In a paper by Cecilia Storniolo, KPMG superannuation partner, and Katrina Bacon, KPMG superannuation director, they argued these four areas would be necessary as part of the legislative requirement to “formulate, review regularly and give effect to a retirement income strategy” as part of the RIC.
Expected to commence from 1 July, 2022, the RIC had three key objectives:
- Maximising the retirees’ expected income;
- Ensuring flexible access to capital; and
- Managing risks to the sustainability and stability of retirement income.
When it came to DDO, trustees would need to balance the different objectives of the RIC and this meant no single product would be able to effectively balance all three competing objectives of the RIC.
“For example, a product that offers a guarantee may not provide flexible access to capital when needed,” they said.
“As a result of the inherent and competing nature of the objectives under the covenant, it is more likely that a successful retirement income strategy will need to include a combination of different retirement products as part of an integrated solution. This optionality is more likely to provide members with better solutions in retirement.”
For understanding membership, as funds merged and had broader membership bases they would be more likely to deliver better member outcomes if they segment their membership into cohorts to develop retirement solutions that better serve the needs of each cohort.

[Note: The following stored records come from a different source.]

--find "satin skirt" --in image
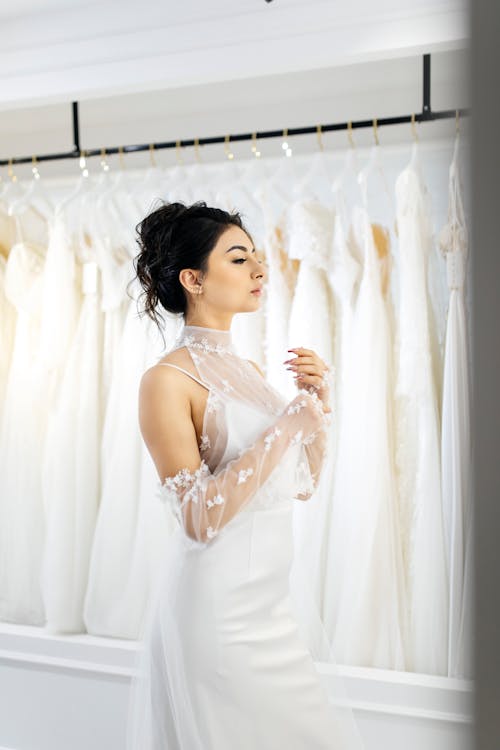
[127,503,345,750]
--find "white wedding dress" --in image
[439,135,474,677]
[395,143,449,675]
[326,206,405,670]
[127,326,363,750]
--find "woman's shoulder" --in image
[247,359,265,378]
[140,347,198,394]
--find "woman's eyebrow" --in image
[226,250,255,253]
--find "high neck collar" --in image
[179,325,235,354]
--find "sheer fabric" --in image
[127,326,363,750]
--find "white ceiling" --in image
[0,0,468,110]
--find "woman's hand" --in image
[283,346,331,413]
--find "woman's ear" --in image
[179,268,201,294]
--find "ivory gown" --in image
[127,326,363,750]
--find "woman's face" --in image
[187,226,266,313]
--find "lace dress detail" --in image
[127,327,363,750]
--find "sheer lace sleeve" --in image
[162,390,325,543]
[295,413,332,500]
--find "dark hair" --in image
[134,201,250,330]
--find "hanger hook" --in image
[194,138,203,164]
[281,128,292,156]
[347,120,356,148]
[118,146,127,169]
[411,112,418,141]
[224,135,234,159]
[7,159,17,182]
[252,133,260,159]
[149,143,156,167]
[101,148,109,172]
[175,141,184,164]
[316,125,324,151]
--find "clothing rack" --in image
[0,54,470,168]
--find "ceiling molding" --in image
[0,0,469,110]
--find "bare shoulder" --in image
[247,359,265,378]
[139,351,200,477]
[141,346,197,390]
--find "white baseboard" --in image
[0,623,473,750]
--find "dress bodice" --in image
[158,326,309,528]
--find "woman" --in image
[127,202,362,750]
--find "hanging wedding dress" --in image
[0,240,47,625]
[328,204,405,670]
[84,286,179,639]
[288,195,336,624]
[439,135,474,677]
[288,200,334,365]
[395,142,449,675]
[127,326,362,750]
[319,169,361,640]
[41,245,102,633]
[0,252,16,424]
[254,157,299,395]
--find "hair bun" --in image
[134,201,250,342]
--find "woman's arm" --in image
[139,368,323,543]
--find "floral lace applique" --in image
[264,427,281,451]
[181,334,233,354]
[238,469,253,484]
[200,433,211,452]
[206,391,221,414]
[206,495,226,508]
[221,380,234,393]
[160,459,210,503]
[286,399,306,414]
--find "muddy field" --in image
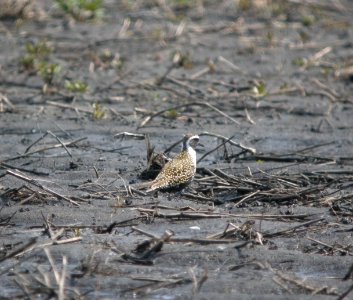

When it came to advice, trustees had to work around not being able to personalise to individual circumstances without complying with complex financial advice requirements.
“Funds which offer the full suite of financial advice services need to have appropriate oversight of their advice offering to ensure that all relevant regulatory requirements are met, including clear delineation and controls around different levels of advice, meeting best interests duties and permissible fee arrangements,” they said.
“Trustees will need to carefully design, implement and monitor their education, guidance and advice model, in line with their product offering, to maximise the value provided to members within this complex and highly regulated area.
“Law reform may need to be considered to facilitate this, and KPMG welcomes the Future of Advice Review scheduled for 2022 announced by the Government.”
When it came to compliance and regulation, the challenge for trustees was developing a retirement income strategy that integrated with its existing business plan.
“The monitoring and review of the strategy should also be integrated with their existing business plan in a way that minimises additional compliance burdens, which put more pressure on, instead of enhancing, the fund’s governance and the implementation of their strategy,” they said.